We have to separate the structure of authorization from protocols for obtaining it, or we are tying ourselves to undefined behavior, and walking blindly into a holywar we can avoid or at least insulate ourselves from.

GNAP is ONE solution to obtaining authorizations... and it's compatible with my proposal.

If we are trying to say that GNAP is the ONLY way to obtain authorizations, I would expect there to be a lot of opposition to that.

That being said, I am not opposed to having that debate... I would suggest we move it to a very specific issue, something like:

PROPOSAL: GNAP MUST be supported by conformant implementers of EDVs and Hubs.

The proposal I am currently trying to gather support for is:

PROPOSAL: Authorization Scopes MUST be structured as ZCAPS encoded as GNAP structured scopes and conformant implementers MUST support HTTP Signature invocations of them.

^ note this does not preclude deeper integration with GNAP, it just doesn't require it.

[agropper]

I think https://github.com/decentralized-identity/confidential-storage/issues/36#issuecomment-731388832 is relevant to this issue.

[agropper]

There is a good argument to be made for a strict capabilities interface to an EDV where neither claims nor purpose play any role.

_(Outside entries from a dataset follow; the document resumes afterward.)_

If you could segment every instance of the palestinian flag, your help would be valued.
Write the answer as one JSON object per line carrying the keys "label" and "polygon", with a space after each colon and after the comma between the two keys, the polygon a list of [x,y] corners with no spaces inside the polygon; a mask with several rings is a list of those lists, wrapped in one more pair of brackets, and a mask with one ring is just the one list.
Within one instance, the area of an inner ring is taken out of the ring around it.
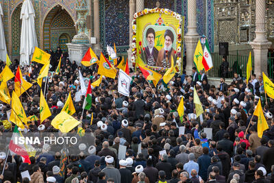
{"label": "palestinian flag", "polygon": [[10,145],[9,145],[10,151],[14,154],[16,154],[21,156],[23,162],[27,162],[30,164],[31,162],[29,160],[29,152],[27,151],[27,148],[32,149],[33,147],[26,144],[22,145],[18,143],[18,139],[19,139],[19,137],[21,136],[23,137],[22,133],[18,130],[17,126],[15,126],[14,131],[13,132],[12,134],[12,139],[10,140]]}
{"label": "palestinian flag", "polygon": [[85,101],[84,101],[84,105],[83,108],[85,110],[90,110],[91,108],[91,103],[92,103],[92,90],[91,90],[91,84],[90,84],[91,80],[90,80],[90,82],[88,82],[88,89],[86,90],[86,98]]}

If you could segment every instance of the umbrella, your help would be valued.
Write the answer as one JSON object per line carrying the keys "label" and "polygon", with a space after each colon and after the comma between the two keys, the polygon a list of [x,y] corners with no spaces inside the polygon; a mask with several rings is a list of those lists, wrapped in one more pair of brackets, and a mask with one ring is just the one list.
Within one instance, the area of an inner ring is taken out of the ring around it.
{"label": "umbrella", "polygon": [[3,26],[2,16],[3,16],[2,6],[0,4],[0,60],[5,61],[7,57],[7,47],[5,46],[4,27]]}
{"label": "umbrella", "polygon": [[20,15],[20,19],[22,19],[20,42],[21,65],[29,64],[29,56],[34,53],[35,47],[38,46],[34,17],[34,10],[30,0],[24,0]]}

After all, neither the requesting party claims nor their intent is any of the EDV's business. To achieve this, we need to deal with attenuated delegation one way or another.

GNAP is one way to achieve attenuated delegation at an EDV. @OR13's second proposal implies there is a way to achieve attenuated delegation to an EDV by using only GNAP structured scopes and HTTP Signatures. Can you expand on that?